Now, I'm looking at this from an evolutionary aspect, because this is a problem of adaptation.
I do believe that at some point, we may evolve into something that homo sapiens would consider perfect. The Neanderthals may consider us perfect, for we have permanent settlements. That may be what mattered to them. But we don't look at our permanent settlements in the same way. Actually, that's a bad example, and I should use one of the earlier human species, but I'm in a rush here.
Now, what matters to us is debatable. Some people feel it is the ability to sustain ourselves and our environment at the same time. Others, the ability to co-exist. But I feel that our evolutionary perfection is simple to describe. If we evolved from not using tools, to using tools, to making tools that can do 100% of the work for us, then the next step might as well be implanting tools into our biological systems to make life even easier. Metal hands and pacemakers evolve into biotic limbs. We would look at a cyborg and say that that is our perfection. A rural farmer in China would be amazed that such a being can do all his work, essentially for him. Alternatively, a rural farmer in China from 10,000 years ago would be amazed at a modern rural farmer in China, simply because of adaptation - the physiology of Tibetans and Chinese is particularly interesting, because it has changed noticeably over a long period of time to suit their environments better. But I'm getting off track.

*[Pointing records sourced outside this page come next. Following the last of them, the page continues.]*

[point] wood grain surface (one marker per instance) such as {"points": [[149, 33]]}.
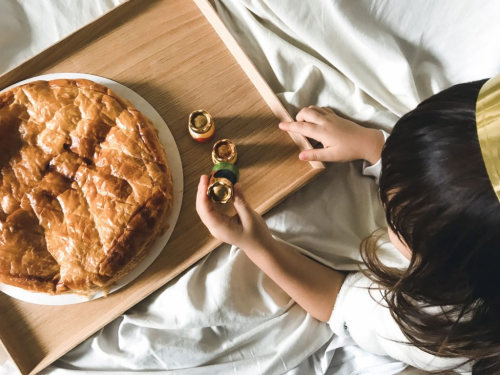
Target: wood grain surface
{"points": [[167, 52]]}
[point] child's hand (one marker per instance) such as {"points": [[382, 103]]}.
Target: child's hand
{"points": [[247, 229], [343, 140]]}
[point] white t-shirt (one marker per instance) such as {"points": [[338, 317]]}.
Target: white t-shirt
{"points": [[361, 313]]}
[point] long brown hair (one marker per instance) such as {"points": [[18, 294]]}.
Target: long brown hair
{"points": [[440, 202]]}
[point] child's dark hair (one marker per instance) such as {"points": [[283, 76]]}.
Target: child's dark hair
{"points": [[440, 202]]}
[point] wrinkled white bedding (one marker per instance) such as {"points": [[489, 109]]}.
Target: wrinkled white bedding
{"points": [[372, 61]]}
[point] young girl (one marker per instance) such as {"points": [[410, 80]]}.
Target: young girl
{"points": [[440, 187]]}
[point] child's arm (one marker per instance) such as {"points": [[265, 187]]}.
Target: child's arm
{"points": [[312, 285], [343, 140]]}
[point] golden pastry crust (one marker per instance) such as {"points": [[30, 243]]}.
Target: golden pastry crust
{"points": [[85, 187]]}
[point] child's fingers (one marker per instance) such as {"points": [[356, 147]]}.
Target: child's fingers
{"points": [[240, 204], [203, 205], [305, 128], [320, 154], [310, 115]]}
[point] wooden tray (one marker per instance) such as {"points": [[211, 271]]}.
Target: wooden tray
{"points": [[167, 52]]}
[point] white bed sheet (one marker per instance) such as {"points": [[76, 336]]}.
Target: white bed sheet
{"points": [[372, 61]]}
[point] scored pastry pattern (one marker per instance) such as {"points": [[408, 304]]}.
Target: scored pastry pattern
{"points": [[85, 187]]}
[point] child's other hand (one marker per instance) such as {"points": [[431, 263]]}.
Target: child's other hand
{"points": [[247, 229], [343, 140]]}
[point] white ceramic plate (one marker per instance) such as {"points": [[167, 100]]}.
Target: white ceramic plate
{"points": [[174, 161]]}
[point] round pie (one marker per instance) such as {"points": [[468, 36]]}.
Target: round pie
{"points": [[85, 188]]}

Anyway, so perhaps this cyborg is our idea of perfection. But this cyborg will likely see new problems associated with it, and aspire to achieve something higher. So the answer would be that such perfection is unattainable to humanity as we know it, because humanity as we know it is not yet capable of getting there. And once we get there, what we consider perfect will have changed. So no species is completely capable of reaching its own perfection without evolving into a form that takes that perfection as granted.